Researchers from Harvard University, Princeton University’s Plasma Physics Laboratory, and the U.S. Department of Energy are working towards replicating the energy of the sun in the form of fusion energy.
The process involves heating nuclei of light atoms to create plasma comprised of ionized particles to millions of degrees, however, the plasma created is simply too hot and unstable for known materials to contain it. To help solve the problem, researchers designed a tokamak fusion reactor capable of confining the hot plasma to the center of a donut-shaped device comprised of powerful magnets
In a new Nature paper published this week, the team describes how they were able to use the cuDNN-accelerated TensorFlow deep learning framework and NVIDIA V100 GPUs to forecast sudden disruptions that can halt fusion reactions and damage the tokamaks that house the reactions.

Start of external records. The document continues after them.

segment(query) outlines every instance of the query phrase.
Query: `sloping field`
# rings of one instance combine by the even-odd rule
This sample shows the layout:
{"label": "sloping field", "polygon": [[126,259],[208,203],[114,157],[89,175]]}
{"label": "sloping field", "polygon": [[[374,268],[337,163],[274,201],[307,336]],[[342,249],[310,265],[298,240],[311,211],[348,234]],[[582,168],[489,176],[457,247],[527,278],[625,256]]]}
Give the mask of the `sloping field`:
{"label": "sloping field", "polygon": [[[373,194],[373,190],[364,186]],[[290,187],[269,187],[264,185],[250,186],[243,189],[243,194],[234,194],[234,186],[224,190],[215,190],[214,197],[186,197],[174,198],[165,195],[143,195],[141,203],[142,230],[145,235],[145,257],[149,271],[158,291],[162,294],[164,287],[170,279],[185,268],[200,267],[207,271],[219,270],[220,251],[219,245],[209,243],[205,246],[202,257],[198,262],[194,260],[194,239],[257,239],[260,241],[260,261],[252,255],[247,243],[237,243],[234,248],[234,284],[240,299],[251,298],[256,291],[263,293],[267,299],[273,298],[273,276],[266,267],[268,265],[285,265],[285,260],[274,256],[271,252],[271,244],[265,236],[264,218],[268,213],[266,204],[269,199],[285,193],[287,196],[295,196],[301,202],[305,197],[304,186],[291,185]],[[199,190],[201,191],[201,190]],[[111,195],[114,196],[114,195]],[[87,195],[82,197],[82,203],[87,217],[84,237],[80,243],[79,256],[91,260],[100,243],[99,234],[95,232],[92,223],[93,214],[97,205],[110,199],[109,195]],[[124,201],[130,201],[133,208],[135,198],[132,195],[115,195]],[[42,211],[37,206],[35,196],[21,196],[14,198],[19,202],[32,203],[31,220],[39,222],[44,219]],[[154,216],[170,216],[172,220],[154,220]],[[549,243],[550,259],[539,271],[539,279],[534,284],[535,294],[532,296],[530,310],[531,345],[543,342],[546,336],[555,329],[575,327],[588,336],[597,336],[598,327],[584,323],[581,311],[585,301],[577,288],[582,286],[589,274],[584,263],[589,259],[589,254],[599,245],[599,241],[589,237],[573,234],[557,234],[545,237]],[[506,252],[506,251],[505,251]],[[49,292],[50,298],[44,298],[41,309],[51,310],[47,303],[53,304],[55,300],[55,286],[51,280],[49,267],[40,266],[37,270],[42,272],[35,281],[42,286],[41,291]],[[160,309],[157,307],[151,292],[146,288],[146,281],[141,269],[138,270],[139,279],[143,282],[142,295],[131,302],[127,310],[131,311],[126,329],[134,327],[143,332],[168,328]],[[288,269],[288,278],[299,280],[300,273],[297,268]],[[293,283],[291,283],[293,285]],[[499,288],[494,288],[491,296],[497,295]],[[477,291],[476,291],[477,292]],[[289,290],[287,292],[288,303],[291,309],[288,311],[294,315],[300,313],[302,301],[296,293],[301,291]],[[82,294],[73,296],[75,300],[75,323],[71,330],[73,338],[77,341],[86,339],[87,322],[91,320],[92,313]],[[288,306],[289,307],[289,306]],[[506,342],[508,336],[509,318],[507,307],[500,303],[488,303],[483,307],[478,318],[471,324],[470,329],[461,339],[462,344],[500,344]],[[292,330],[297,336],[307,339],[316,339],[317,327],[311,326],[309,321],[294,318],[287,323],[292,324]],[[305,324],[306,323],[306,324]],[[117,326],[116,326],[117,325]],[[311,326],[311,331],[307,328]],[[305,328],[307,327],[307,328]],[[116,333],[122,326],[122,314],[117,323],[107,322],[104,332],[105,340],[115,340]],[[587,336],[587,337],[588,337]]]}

The deep learning code called the Fusion Recurrent Neural Network was trained on more than two terabytes of data.
“Nuclear fusion power delivered by magnetic-confinement tokamak reactors holds the promise of sustainable and clean energy,” the researchers wrote in their paper.
The scientists are leveraging the power of NVIDIA GPUs on the Summit and Titan supercomputers at the Oak Ridge National Laboratory in Tennessee.
“Training deep neural networks is a computationally intensive problem that requires the engagement of high-performance computing clusters,” said Alexey Svyatkovskiy, a coauthor of the Nature paper who helped convert the algorithms into production code and now is at Microsoft. “We put a copy of our entire neural network across many processors to achieve highly efficient parallel processing,” he said.
The software can predict disruptions within the 30-millisecond time frame the new multibillion-dollar international Thermonuclear Experimental Reactor (ITER) will require.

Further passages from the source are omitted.